Principal fibrations with a section are trivial
I'm trying to prove that, given a principal fibration $\Omega B \rightarrow F \stackrel{p}{\rightarrow} E$ such that $p$ is a retraction of $F$ onto $E$, the total space $F$ is homotopy equivalent to the product $\Omega B \times E$. This is essentialy a problem from Hatcher (4.3, Q22).
Anyway, since $E$ is a retract of $F$, we have a map $s\colon E \rightarrow F$ such that $p\circ s = 1$. So the long exact sequence in homotopy for the fibration breaks into split short exact sequences, and one approach I've been trying is to show that the isomorphism in the splitting is induced from some map $F \rightarrow \Omega B \times E$, so that Whitehead's theorem can finish the job (you can assume I'm always talking about CW complexes).
Another approach I've tried - inspired by the proof of the similar statement about principal bundles and global cross-sections - is to try and define an action of the fibre $\Omega B$ on $F$. Up to homotopy, we can replace $F$ with the homotopy fibre $F_q$, where $E \stackrel{q}{\rightarrow} B$ is the rest of the fibration sequence in the principal fibration, and it's then very easy to define an action of $\Omega B$ on $F_q$ (again, see the exercises in Hatcher), so we have an action of $\Omega B$ on $F$ up to homotopy. So we can define a map $\Omega B \times E \rightarrow F$ as the composite $$\Omega B \times E \stackrel{1 \times s}{\rightarrow} \Omega B \times F \rightarrow F,$$ where the last map is the action, and I thought about trying to show that this induces isomorphisms in homotopy for, once again, a solution by Whitehead.
Alternatively, I could try and define a map $F \rightarrow \Omega B \times E$ and show that it's the homotopy inverse of the above map, but I've come a little unstuck in trying to do this. There's no obvious map $F \rightarrow\Omega B$.

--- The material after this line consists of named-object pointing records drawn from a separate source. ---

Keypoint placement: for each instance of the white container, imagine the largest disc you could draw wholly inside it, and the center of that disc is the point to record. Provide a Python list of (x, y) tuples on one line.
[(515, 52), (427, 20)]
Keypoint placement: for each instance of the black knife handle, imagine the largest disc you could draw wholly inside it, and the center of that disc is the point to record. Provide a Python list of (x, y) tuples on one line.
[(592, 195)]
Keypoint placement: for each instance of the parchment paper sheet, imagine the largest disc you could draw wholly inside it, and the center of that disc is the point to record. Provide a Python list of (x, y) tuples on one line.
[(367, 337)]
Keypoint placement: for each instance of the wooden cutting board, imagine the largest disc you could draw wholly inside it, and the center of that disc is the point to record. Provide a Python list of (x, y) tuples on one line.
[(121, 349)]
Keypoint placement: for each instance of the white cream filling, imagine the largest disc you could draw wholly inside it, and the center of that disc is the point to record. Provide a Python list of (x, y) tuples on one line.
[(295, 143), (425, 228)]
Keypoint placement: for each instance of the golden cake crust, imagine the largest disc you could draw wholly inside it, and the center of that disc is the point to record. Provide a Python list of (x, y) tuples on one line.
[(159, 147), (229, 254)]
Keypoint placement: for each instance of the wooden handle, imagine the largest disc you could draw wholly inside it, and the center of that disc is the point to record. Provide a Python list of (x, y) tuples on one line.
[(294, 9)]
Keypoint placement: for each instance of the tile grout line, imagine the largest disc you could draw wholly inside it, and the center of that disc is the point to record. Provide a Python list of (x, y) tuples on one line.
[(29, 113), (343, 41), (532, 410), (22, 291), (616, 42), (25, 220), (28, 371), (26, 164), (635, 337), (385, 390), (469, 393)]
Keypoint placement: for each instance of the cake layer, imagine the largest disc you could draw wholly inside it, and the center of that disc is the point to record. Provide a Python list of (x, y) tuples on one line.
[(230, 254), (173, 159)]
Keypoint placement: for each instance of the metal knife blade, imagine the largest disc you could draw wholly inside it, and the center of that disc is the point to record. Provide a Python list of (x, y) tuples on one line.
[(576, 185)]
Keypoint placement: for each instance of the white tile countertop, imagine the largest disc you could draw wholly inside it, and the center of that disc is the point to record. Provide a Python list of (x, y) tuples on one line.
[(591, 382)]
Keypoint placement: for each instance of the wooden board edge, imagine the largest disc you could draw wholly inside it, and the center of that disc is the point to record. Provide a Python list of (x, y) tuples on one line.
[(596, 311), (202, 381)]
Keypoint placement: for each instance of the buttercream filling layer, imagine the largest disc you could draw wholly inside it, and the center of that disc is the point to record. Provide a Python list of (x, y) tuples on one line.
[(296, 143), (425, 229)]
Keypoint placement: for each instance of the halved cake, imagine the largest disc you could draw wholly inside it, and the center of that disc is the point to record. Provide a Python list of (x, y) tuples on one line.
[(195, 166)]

I've been wrestling with this problem for the last few days, and I've reached the point where I'm just going around in circles and finding it hard to make much progress. Sorry for the hodgepodge nature of this post, but I wanted to explain the various ways I've been going about solving this. I'm going to leave it on the backburner for a few days, sleep on it a little more, and hopefully I'll come back to it and the answer will be obvious --- it does feel like I'm missing something important that's staring me in the face. In the meantime, though, I'd love it if someone could suggest a hint or two, or let me know if I'm tackling this in the right way!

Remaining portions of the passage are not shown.